The 2019 documentary revealed that there is a missing piece of a puzzle. The narrator explains that for the transport ships to work out as intended, they needed to get extremely close to the construction site of the pyramid, more than the Nile river would allow.
An ancient journal
To find out how the Egyptians did it, Tallet and his team decoded the ancient journal of Merer.
And the ancient text revealed that Merer was not just a sailor who worked on the transportation of materials. He was also an engineer.
In his journal, the ancient Egyptian who participated in the construction process of the Great Pyramid explained that he and his crew had to work on transforming the landscape by opening massive dikes that would successfully divert water from the Nile River and channel it to the pyramid through these artificial canals.
Merer’s task was essentially transporting the blocks of stones as close to the pyramid as possible, in order to avoid having to drag the stones across the desert.
The documentary revealed that Merer explained in his journal that he was not tasked in transporting the blocks of stone to the pyramid the entire year. In fact, Merer is believed to have had different missions during the years.
But if these canals did exist, where’s the evidence of their existence?
The pyramids were built more than 4,500 years ago, so the landscape has inadvertently changed through time.
Nonetheless, there’s evidence of the canals.
And archeologist Mark Lehner found it.
The documentary revealed how Lehner and his team drilled into the golden sands of the Giza Plateau, near the Pyramids in order to search for the long-lost waterways.
The discoveries he made were revealed in the documentary where Lehner explained how he and his team world drill for meters and meters and come up with nothing but dry sand. But then, after several attempts, the drill came down onto something that was much more concentrated, it was thick silt. It was wet sand.
The experts had discovered the traces of the ancient waterway. They knew that the Nile River once filled the canals with that clay and silt.
And the researchers outline that without these intricate waterways, the ancient Egyptians may have never completed the Great Pyramid.
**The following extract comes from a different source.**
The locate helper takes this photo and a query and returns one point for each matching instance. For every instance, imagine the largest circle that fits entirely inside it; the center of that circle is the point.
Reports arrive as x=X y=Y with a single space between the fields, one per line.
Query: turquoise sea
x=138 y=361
Essentially, the archaeologists discovered how the ancient Egyptians altered and engineered the landscape surrounding the pyramid allowing them to build the Pyramid.
They dug massive, deep canals creating an inland port. After the water had filled in the gaps, the transport ships with the massive blocks of limestone would arrive at a few hundred meters of the pyramid.
Without this clever technique, building one of the most impressive pyramids in the world may have been a nearly impossible task.